Nvidia Inc. (NVDA) shares plunged after the chipmaker cautioned that quarterly revenues would fall far short of analysts forecasts following weaker-than-expected demand for its gaming and datacenter products and slowing growth in China.
Nvidia said sales for the three months ended on Jan. 27, its fiscal fourth quarter, would come in at $2.2 billion compared to earlier guidance of $2.7 billion.

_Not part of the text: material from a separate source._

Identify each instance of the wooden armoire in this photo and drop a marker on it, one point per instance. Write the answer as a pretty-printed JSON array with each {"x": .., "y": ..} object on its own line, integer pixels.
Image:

The company also said GAAP and non-GAAP margins would be hit by charges of around $120 million, adding that after a number of deals for its latest Turing graphics chips failed to close over the final months of the year as customers potentially waited for lower prices and demonstrations of the technology in actual games.
"Q4 was an extraordinary, unusually turbulent, and disappointing quarter," said CEO Jensen Huang. "Looking forward, we are confident in our strategies and growth drivers."The foundation of our business is strong and more evident than ever - the accelerated computing model NVIDIA pioneered is the best path forward to serve the world's insatiable computing needs."
"The markets we are creating - gaming, design, HPC, AI and autonomous vehicles -are important, growing and will be very large," Huang added. "We have excellent strategic positions in all of them."
The specific citation of China as the catalyst for the revenue warning follows similar caution from Caterpillar (CAT) earlier in the session after the industrial equipment maker posted its biggest quarterly earnings miss in a decade and said 2019 profits would like fall short of analysts's forecasts.
"Our outlook assumes a modest sales increase based on the fundamentals of our diverse end markets as well as the macroeconomic and geopolitical environment. We will continue to focus on operational excellence, including cost discipline, while investing in expanded offerings and services to drive long-term profitable growth," CEO Jim Jim Umpleby said.
Caterpillar shares fell 9.1% to $124.37, trimming the stock's three-month gain to about 10% and valuing the Peoria, Ill.-based Dow component at about $73 billion.